Tot 1957 werd het mineraal chroom gezien als een giftige stof. Toen werd ontdekt dat het de afgifte van insuline door de alvleesklier regelt. Het zorgt voor een juist bloedsuikergehalte wat vooral voor patiënten met diabetes 2 van groot belang is. Ook speelt chroom een rol bij de vetstofwisseling en de aanmaak van het goede HDL cholesterol in de lever. Dat ruimt vetdeeltjes in het bloed op.
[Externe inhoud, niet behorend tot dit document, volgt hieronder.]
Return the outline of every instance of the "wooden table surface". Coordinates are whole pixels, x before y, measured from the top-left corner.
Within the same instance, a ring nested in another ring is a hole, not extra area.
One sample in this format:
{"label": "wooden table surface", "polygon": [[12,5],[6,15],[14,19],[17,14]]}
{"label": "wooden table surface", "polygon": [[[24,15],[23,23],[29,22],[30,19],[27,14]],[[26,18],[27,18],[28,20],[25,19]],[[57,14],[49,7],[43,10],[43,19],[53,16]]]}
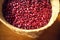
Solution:
{"label": "wooden table surface", "polygon": [[17,35],[0,22],[0,40],[60,40],[60,15],[55,23],[43,32],[38,38],[29,38]]}

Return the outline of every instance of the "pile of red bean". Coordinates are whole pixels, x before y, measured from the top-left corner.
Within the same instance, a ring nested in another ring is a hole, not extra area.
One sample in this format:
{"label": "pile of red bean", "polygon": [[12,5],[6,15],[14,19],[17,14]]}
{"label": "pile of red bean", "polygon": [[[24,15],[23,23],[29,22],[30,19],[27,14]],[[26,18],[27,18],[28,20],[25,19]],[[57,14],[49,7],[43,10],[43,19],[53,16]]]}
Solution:
{"label": "pile of red bean", "polygon": [[50,0],[8,0],[3,4],[5,19],[21,29],[37,29],[48,24],[52,16]]}

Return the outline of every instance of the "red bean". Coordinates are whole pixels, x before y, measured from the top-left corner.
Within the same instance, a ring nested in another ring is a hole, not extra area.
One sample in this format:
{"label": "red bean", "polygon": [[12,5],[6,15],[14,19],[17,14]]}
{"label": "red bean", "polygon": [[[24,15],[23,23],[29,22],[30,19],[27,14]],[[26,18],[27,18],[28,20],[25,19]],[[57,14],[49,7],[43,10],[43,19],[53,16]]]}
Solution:
{"label": "red bean", "polygon": [[9,0],[3,4],[5,19],[21,29],[37,29],[48,24],[52,16],[50,0]]}

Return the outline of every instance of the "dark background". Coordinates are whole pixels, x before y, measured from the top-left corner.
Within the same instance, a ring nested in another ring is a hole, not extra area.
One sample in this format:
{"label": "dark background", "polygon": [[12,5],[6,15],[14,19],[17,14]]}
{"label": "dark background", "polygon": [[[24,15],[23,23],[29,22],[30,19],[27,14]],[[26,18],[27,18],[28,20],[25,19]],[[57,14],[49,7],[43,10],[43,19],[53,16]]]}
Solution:
{"label": "dark background", "polygon": [[60,13],[54,24],[35,39],[18,35],[0,22],[0,40],[60,40]]}

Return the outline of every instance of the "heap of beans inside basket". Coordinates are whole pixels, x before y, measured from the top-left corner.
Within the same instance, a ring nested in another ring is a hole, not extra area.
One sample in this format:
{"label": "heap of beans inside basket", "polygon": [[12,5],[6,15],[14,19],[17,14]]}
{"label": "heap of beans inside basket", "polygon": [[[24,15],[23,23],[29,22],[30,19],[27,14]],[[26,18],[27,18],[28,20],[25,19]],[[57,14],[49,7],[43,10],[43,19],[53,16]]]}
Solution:
{"label": "heap of beans inside basket", "polygon": [[8,0],[3,4],[4,18],[20,29],[37,29],[52,16],[50,0]]}

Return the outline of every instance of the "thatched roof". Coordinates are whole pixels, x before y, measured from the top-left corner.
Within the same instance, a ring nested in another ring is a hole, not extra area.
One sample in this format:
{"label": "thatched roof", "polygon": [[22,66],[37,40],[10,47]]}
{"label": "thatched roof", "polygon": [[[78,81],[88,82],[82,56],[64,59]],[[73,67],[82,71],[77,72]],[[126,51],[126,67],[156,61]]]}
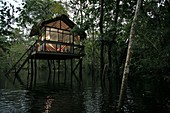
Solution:
{"label": "thatched roof", "polygon": [[[76,24],[73,21],[71,21],[68,18],[68,16],[63,14],[61,16],[57,16],[56,18],[46,20],[46,21],[40,22],[37,25],[34,25],[32,27],[30,36],[40,35],[40,30],[44,26],[71,30],[76,26]],[[86,33],[82,30],[79,30],[79,31],[81,32],[78,32],[77,34],[80,35],[82,39],[86,38]]]}

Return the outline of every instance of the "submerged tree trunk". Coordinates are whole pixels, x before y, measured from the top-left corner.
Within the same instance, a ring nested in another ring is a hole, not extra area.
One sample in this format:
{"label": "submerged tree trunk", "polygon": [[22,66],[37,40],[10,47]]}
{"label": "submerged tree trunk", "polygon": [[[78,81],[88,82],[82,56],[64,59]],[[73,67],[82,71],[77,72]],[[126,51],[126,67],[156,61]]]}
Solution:
{"label": "submerged tree trunk", "polygon": [[121,84],[120,95],[119,95],[119,101],[118,101],[118,111],[119,112],[120,112],[121,107],[123,105],[124,95],[126,93],[126,88],[127,88],[129,66],[130,66],[131,58],[132,58],[132,44],[133,44],[133,40],[135,38],[135,27],[136,27],[136,24],[137,24],[137,19],[138,19],[138,15],[139,15],[139,11],[140,11],[140,6],[141,6],[141,1],[142,0],[137,1],[136,11],[135,11],[135,15],[134,15],[134,18],[133,18],[133,21],[132,21],[131,30],[130,30],[126,62],[125,62],[122,84]]}
{"label": "submerged tree trunk", "polygon": [[103,74],[103,68],[104,68],[104,40],[103,40],[103,4],[104,0],[100,1],[100,34],[101,34],[101,50],[100,50],[100,80],[102,82],[102,74]]}

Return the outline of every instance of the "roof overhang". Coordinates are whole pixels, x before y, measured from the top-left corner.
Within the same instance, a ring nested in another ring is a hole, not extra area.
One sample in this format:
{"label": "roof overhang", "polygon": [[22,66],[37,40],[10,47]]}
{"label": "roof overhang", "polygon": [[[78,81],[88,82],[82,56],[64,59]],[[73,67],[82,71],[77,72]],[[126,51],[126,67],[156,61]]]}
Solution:
{"label": "roof overhang", "polygon": [[[41,30],[43,27],[52,27],[52,28],[59,28],[63,30],[71,30],[75,26],[76,24],[73,21],[71,21],[68,18],[68,16],[63,14],[61,16],[57,16],[56,18],[46,20],[46,21],[40,22],[39,24],[34,25],[32,27],[30,36],[41,35]],[[81,32],[78,32],[77,34],[80,35],[81,39],[86,38],[86,33],[82,30],[79,30],[79,31]]]}

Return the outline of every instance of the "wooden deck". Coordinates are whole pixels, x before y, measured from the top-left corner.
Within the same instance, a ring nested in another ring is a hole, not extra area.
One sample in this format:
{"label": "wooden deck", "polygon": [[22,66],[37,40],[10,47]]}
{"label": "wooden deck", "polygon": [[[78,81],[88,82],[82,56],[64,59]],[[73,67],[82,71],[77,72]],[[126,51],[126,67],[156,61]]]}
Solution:
{"label": "wooden deck", "polygon": [[80,59],[85,54],[71,54],[71,53],[64,53],[64,52],[33,52],[30,55],[31,59],[50,59],[50,60],[66,60],[66,59]]}

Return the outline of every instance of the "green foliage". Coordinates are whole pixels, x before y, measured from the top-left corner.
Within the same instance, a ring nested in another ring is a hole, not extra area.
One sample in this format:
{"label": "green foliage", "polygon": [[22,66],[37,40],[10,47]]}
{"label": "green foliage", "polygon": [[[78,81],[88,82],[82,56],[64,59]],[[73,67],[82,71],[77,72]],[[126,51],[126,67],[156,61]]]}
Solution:
{"label": "green foliage", "polygon": [[26,27],[26,24],[32,25],[60,14],[68,15],[59,2],[54,0],[25,0],[18,20],[22,26]]}

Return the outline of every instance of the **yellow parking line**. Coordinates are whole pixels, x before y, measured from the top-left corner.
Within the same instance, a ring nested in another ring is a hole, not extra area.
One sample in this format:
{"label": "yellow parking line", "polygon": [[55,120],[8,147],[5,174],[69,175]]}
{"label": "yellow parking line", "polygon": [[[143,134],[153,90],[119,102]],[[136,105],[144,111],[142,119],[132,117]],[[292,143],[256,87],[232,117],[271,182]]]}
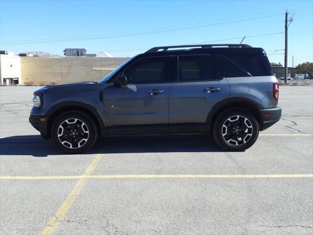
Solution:
{"label": "yellow parking line", "polygon": [[313,135],[311,134],[260,134],[261,136],[311,136]]}
{"label": "yellow parking line", "polygon": [[[99,161],[103,156],[103,154],[98,154],[95,159],[92,160],[91,163],[90,163],[90,165],[89,165],[85,170],[84,174],[81,176],[81,178],[76,183],[72,191],[68,194],[66,200],[63,202],[63,204],[60,208],[59,208],[57,212],[46,224],[42,233],[42,235],[52,235],[54,234],[55,231],[59,227],[60,223],[61,223],[64,218],[67,212],[70,208],[72,204],[83,189],[83,188],[86,183],[86,181],[88,178],[87,177],[90,176],[92,173],[92,171],[94,170],[97,164],[98,164],[98,163],[99,163]],[[60,179],[60,177],[59,177],[58,179]],[[73,177],[74,177],[74,176]],[[76,177],[76,176],[75,176],[75,177]],[[76,179],[76,178],[75,178]]]}
{"label": "yellow parking line", "polygon": [[[91,171],[92,172],[92,171]],[[312,178],[313,174],[283,174],[267,175],[100,175],[90,174],[77,176],[2,176],[1,180],[60,180],[79,179],[158,179],[158,178]],[[80,181],[77,183],[80,183]],[[77,186],[76,184],[76,186]],[[81,185],[81,183],[79,184]],[[75,187],[76,187],[75,186]],[[77,190],[75,190],[77,191]]]}

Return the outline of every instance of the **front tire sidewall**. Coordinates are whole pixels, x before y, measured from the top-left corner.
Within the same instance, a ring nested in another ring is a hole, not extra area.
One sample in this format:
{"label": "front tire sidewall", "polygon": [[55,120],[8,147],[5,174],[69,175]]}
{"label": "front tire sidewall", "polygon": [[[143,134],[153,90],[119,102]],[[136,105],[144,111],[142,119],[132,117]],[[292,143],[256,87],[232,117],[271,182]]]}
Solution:
{"label": "front tire sidewall", "polygon": [[[83,121],[87,126],[89,135],[87,141],[81,147],[69,148],[64,146],[60,141],[58,137],[59,126],[65,120],[77,118]],[[97,136],[97,129],[92,119],[88,115],[78,111],[69,111],[59,116],[53,122],[51,127],[52,139],[54,144],[64,152],[70,154],[83,153],[90,149],[94,144]]]}
{"label": "front tire sidewall", "polygon": [[[252,136],[248,141],[238,146],[233,145],[228,143],[223,136],[222,128],[224,122],[231,117],[240,115],[245,117],[250,121],[253,131]],[[259,136],[260,127],[259,123],[254,116],[250,112],[243,109],[231,109],[222,113],[216,118],[216,121],[213,127],[213,135],[215,141],[220,146],[227,151],[241,151],[247,149],[256,141]]]}

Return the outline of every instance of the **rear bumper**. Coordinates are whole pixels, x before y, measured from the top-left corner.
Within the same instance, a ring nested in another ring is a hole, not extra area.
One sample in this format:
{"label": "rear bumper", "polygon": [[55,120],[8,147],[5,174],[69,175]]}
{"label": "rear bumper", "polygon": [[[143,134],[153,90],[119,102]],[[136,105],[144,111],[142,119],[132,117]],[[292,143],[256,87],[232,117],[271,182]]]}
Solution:
{"label": "rear bumper", "polygon": [[47,132],[48,118],[46,117],[40,115],[30,115],[29,120],[31,125],[40,132],[40,135],[43,138],[50,139],[50,137]]}
{"label": "rear bumper", "polygon": [[262,126],[260,127],[260,131],[264,131],[274,125],[279,120],[282,115],[282,108],[280,107],[260,109],[260,112],[263,119]]}

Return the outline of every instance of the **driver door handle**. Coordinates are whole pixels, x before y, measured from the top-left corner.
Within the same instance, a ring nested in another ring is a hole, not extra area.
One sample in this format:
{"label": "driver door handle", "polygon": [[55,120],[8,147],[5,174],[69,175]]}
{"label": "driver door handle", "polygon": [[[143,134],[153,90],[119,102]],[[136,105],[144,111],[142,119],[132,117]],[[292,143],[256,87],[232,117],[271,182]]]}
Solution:
{"label": "driver door handle", "polygon": [[163,93],[163,91],[159,91],[157,90],[152,90],[151,91],[148,91],[148,92],[147,92],[147,94],[150,94],[152,95],[161,94],[162,93]]}
{"label": "driver door handle", "polygon": [[219,92],[221,89],[219,88],[215,88],[215,87],[208,87],[207,88],[205,88],[203,89],[203,92],[207,92],[208,93],[211,93],[211,92]]}

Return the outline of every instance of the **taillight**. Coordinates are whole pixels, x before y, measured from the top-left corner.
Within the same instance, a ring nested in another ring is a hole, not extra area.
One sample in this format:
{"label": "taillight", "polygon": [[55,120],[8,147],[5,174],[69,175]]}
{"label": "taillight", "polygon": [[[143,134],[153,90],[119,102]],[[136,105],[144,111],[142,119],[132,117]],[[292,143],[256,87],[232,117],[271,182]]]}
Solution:
{"label": "taillight", "polygon": [[273,95],[276,101],[278,102],[278,94],[279,93],[279,87],[278,82],[273,83]]}

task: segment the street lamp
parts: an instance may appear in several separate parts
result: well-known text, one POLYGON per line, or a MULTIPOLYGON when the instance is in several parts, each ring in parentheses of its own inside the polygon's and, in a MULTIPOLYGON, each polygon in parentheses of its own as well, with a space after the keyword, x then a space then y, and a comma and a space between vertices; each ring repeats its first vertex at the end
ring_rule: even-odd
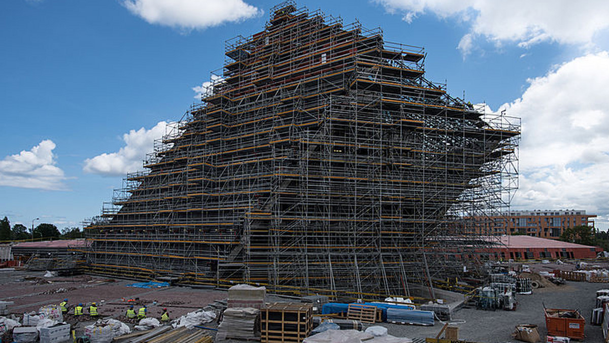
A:
POLYGON ((37 221, 40 218, 36 218, 35 219, 32 219, 32 241, 34 241, 34 221, 37 221))

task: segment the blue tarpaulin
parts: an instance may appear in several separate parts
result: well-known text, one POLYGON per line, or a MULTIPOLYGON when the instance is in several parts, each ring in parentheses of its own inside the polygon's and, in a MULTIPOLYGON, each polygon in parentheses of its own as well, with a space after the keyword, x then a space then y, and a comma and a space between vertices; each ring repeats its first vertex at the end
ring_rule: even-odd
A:
MULTIPOLYGON (((368 306, 376 306, 377 308, 380 309, 381 312, 382 313, 382 319, 383 322, 387 320, 387 309, 388 308, 393 308, 401 311, 412 311, 414 310, 415 308, 414 305, 394 305, 394 304, 385 303, 364 303, 362 305, 367 305, 368 306)), ((328 303, 323 304, 323 306, 322 308, 322 314, 329 314, 331 313, 347 314, 348 308, 349 308, 349 304, 348 303, 328 303)), ((433 319, 433 317, 432 317, 432 319, 433 319)), ((432 324, 432 325, 433 325, 433 324, 432 324)))
POLYGON ((347 313, 349 304, 341 303, 327 303, 322 307, 322 314, 331 313, 347 313))
POLYGON ((388 308, 395 308, 403 311, 410 311, 415 309, 415 306, 414 305, 397 305, 385 303, 365 303, 364 305, 376 306, 377 308, 380 308, 381 311, 382 312, 381 319, 383 322, 387 321, 387 309, 388 308))
POLYGON ((129 285, 127 285, 127 286, 137 287, 138 288, 160 288, 161 287, 169 287, 169 283, 149 281, 148 282, 136 282, 135 283, 130 283, 129 285))

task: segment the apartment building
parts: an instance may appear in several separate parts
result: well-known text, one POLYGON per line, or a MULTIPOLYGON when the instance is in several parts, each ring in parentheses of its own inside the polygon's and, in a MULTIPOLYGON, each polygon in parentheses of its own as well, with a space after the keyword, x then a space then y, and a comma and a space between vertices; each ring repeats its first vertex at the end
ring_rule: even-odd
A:
POLYGON ((578 225, 594 227, 596 214, 585 210, 510 211, 502 216, 476 217, 472 230, 481 235, 514 235, 557 239, 564 230, 578 225))

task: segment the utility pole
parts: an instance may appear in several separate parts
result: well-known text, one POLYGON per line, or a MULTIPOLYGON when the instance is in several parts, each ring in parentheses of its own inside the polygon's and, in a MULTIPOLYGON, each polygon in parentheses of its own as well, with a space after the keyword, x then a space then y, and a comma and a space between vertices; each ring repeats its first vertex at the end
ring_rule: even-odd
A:
POLYGON ((40 218, 36 218, 35 219, 32 219, 32 241, 34 241, 34 221, 37 221, 40 218))

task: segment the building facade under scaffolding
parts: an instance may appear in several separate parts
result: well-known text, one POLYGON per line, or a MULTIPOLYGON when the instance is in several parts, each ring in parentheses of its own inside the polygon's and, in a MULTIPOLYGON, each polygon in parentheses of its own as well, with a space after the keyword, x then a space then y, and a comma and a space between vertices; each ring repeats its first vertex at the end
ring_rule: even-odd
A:
POLYGON ((484 241, 461 218, 516 186, 519 120, 449 96, 379 29, 270 16, 85 228, 90 272, 404 294, 460 270, 484 241))

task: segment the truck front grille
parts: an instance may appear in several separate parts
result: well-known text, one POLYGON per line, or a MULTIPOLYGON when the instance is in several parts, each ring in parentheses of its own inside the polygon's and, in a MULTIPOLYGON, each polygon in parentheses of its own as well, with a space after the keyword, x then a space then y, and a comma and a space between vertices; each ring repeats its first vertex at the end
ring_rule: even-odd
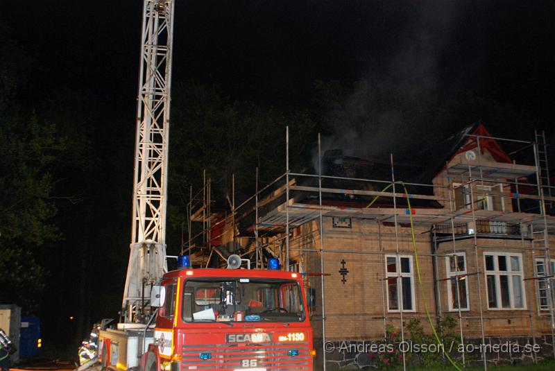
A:
POLYGON ((311 364, 307 342, 203 344, 183 347, 181 370, 311 371, 311 364))

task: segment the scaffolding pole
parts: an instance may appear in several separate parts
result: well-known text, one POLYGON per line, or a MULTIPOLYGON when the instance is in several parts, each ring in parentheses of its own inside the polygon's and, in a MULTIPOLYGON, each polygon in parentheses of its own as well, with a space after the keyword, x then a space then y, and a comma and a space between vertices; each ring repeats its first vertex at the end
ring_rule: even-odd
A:
POLYGON ((285 270, 289 270, 289 127, 285 128, 285 270))
MULTIPOLYGON (((470 166, 468 165, 468 178, 472 179, 472 169, 470 169, 470 166)), ((478 302, 480 307, 480 331, 481 333, 481 343, 485 345, 486 344, 486 334, 484 329, 484 308, 482 307, 482 301, 481 301, 481 285, 480 284, 480 275, 481 274, 481 269, 480 269, 480 260, 478 258, 478 236, 477 236, 477 231, 476 230, 476 212, 474 207, 474 191, 472 191, 472 187, 470 187, 470 202, 471 202, 471 207, 472 207, 472 225, 474 226, 474 231, 473 231, 473 241, 474 241, 474 254, 475 257, 476 258, 476 271, 478 273, 477 276, 477 290, 478 290, 478 302)), ((484 371, 488 370, 488 361, 486 359, 486 354, 484 352, 481 352, 481 359, 484 363, 484 371)))
MULTIPOLYGON (((288 131, 289 135, 289 131, 288 131)), ((289 138, 289 135, 288 135, 289 138)), ((325 285, 324 277, 324 223, 322 216, 322 153, 321 153, 321 143, 320 139, 320 134, 318 135, 318 202, 320 205, 320 215, 318 221, 320 224, 320 273, 322 275, 320 277, 320 282, 321 284, 322 289, 322 359, 323 365, 324 368, 323 371, 326 371, 326 361, 325 361, 325 285)), ((289 184, 289 178, 287 179, 289 184)), ((289 197, 287 198, 289 201, 289 197)), ((287 233, 289 236, 289 233, 287 233)))
MULTIPOLYGON (((396 193, 395 189, 395 168, 393 166, 393 154, 391 153, 389 155, 389 159, 391 163, 391 184, 393 186, 393 195, 396 193)), ((400 255, 399 254, 399 235, 398 232, 398 223, 397 223, 397 197, 393 196, 393 209, 395 210, 395 213, 393 214, 393 218, 395 223, 395 269, 397 273, 397 305, 399 307, 399 313, 401 321, 401 341, 404 343, 404 323, 403 323, 403 309, 404 304, 403 304, 403 297, 401 295, 401 291, 402 290, 402 279, 401 279, 401 259, 400 255)), ((413 268, 411 267, 411 269, 414 269, 413 268)), ((389 282, 388 281, 388 285, 389 284, 389 282)), ((416 297, 416 295, 415 295, 416 297)), ((413 306, 415 306, 416 303, 412 303, 413 306)), ((402 359, 403 359, 403 371, 407 371, 407 359, 404 356, 404 352, 402 352, 402 359)))

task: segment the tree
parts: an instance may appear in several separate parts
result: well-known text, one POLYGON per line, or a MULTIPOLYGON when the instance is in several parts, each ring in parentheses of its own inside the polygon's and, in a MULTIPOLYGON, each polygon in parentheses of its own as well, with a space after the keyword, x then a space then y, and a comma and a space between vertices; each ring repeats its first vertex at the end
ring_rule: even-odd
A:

Chroom komt voor in groente, fruit, volkoren graanproducten met veel zemelen en biergist. Artisjok, druiven, rozijnen en honing bevatten veel chroom. De hoeveelheid in groente en fruit kan heel wisselend zijn. Ook is nog niet goed bekend hoe en of het lichaam dit mineraal makkelijk uit deze voedingstoffen kan opnemen. Vlees (lever), gevogelte en vis kunnen in elk geval voldoende bijdragen aan de behoefte aan chroom. Vitamine C bevordert de opname door het lichaam.
In Nederland is geen aanbevolen dagelijkse hoeveelheid. In de Verenigde Staten hanteert men het advies van 25 tot 35 microgram voor volwassenen (afhankelijk van grootte en gewicht). Zeker is dat een inname van 250 microgram veilig is, en zelfs wie incidenteel 1 milligram binnenkrijgt, zou daar geen schade van ondervinden.
Een tekort aan chroom komt in Nederland niet voor. Bij ernstige ondervoeding kan een tekort zorgen voor een hoge glucoseconcentratie en hoge cholesterolwaarde in het bloed.